When I shook Gorbachev’s hand

It was Wednesday 17th July 1991. Russia — and Communism — had preoccupied me for the last fifteen years. A year earlier I’d published In the Communist Mirror. Now with the East Bloc already transformed, Mikhail Gorbachev, the last Soviet leader, was coming to London.

With British Prime Minister John Major, hosting a meeting of the G7 countries

I’m not sure I planned it, but I had tickets that night for Rossini’s lovely frothy opera La Cenerentola at the Royal Opera House. My budget ran to two seats in the gods, right up under the roof, at the back of the auditorium. At six thirty pm, just before the curtain went up, a small party of distinguished guests entered the Royal Box. The guests of honour were Mikhail and Raisa Gorbachev. The whole house — over 2,000 people — went wild. We were stamping and weeping, revelling in the chance to salute a great man. The roar only died to a hush when the performance began. I was listening, but also remembering those egregious Soviet displays of fake democracy western journalists called ‘rentacrowd’. The Gorbachevs must have realised this was the real thing. London greeted them with an eruption of pure joy.

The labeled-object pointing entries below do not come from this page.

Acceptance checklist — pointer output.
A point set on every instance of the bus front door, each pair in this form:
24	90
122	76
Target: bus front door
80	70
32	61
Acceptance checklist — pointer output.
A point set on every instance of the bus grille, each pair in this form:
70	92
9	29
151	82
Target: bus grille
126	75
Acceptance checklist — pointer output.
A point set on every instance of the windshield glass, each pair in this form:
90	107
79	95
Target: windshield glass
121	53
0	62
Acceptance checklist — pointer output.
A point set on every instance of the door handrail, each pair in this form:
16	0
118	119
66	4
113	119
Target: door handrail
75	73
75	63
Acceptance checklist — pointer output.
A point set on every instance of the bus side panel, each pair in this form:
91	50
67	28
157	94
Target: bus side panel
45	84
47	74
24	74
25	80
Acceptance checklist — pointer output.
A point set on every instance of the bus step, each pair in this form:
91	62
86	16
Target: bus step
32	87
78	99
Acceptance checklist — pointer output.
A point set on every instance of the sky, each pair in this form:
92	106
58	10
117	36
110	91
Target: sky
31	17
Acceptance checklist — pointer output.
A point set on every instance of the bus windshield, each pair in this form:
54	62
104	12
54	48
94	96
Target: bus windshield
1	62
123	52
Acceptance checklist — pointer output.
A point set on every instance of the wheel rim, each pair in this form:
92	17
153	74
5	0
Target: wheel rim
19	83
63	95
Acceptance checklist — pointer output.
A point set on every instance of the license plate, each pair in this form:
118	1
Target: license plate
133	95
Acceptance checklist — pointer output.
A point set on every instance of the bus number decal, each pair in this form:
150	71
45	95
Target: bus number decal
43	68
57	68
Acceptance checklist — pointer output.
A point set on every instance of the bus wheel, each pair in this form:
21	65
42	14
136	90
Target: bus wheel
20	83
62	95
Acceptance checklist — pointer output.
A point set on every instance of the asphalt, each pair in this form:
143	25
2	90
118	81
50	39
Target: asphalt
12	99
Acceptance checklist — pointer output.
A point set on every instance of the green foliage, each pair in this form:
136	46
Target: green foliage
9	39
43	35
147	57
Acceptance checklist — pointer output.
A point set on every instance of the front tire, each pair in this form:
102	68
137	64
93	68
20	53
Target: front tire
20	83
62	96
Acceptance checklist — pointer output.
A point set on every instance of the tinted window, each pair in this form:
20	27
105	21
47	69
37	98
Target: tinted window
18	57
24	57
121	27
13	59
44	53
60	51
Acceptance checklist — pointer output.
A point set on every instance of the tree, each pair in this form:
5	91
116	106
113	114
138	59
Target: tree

Rossini notwithstanding, all through the first act I was hatching a plot.

It was just a hunch, but as the interval curtain fell I grabbed my daughter’s hand and, just before people started spilling out for drinks we dashed down the back stairs. The cheap seats had a separate entrance in those days, six flights of naked concrete. There was a fire door, but if you pressed the iron bar you found yourself in Floral Street. And there standing in the middle of that Covent Garden side street, in Central London, stood the Gorbachevs, hand in hand and entirely alone.

A good Russia had been my project for years. I believed in it. The rest is a blur. The Gorbachevs saw us, a youngish mother and her ten-year-old daughter, and we met. Raisa smiled with faint puzzlement while her husband gave me his huge warm hand.

During their 1984 visit to London

I wasn’t there as a pundit, not even as a writer. But it seemed to me, as a student of Russian literature, and Russian philosophy, but above all as a journalist who had lived in Moscow at the height of the Cold War, that here at last was a decent man who would deliver a better country.

I spoke very passable Russian in those days, but all I could do was splutter. ‘Pozdravlyayu!’ I said. ‘Congratulations!’ Raisa extended her curious smile. ‘Vam vsego dobrogo!’ ‘All the best to you.’

And then a few more people appeared — none of them, it seemed to me, security, unless there were marksmen on the roof — and that wonderful couple moved on.

I read in a news report the following day that they only stayed for the first act. That Prime Minister John Major and his wife Norma whisked them off for talks and dinner soon after.

So it was almost as if my strange meeting — a blessing on my career — didn’t happen. But it did. An emotional landmark.

Published in 1990. A much later title, Motherland, was orginally called ‘The Good Man in Russia’.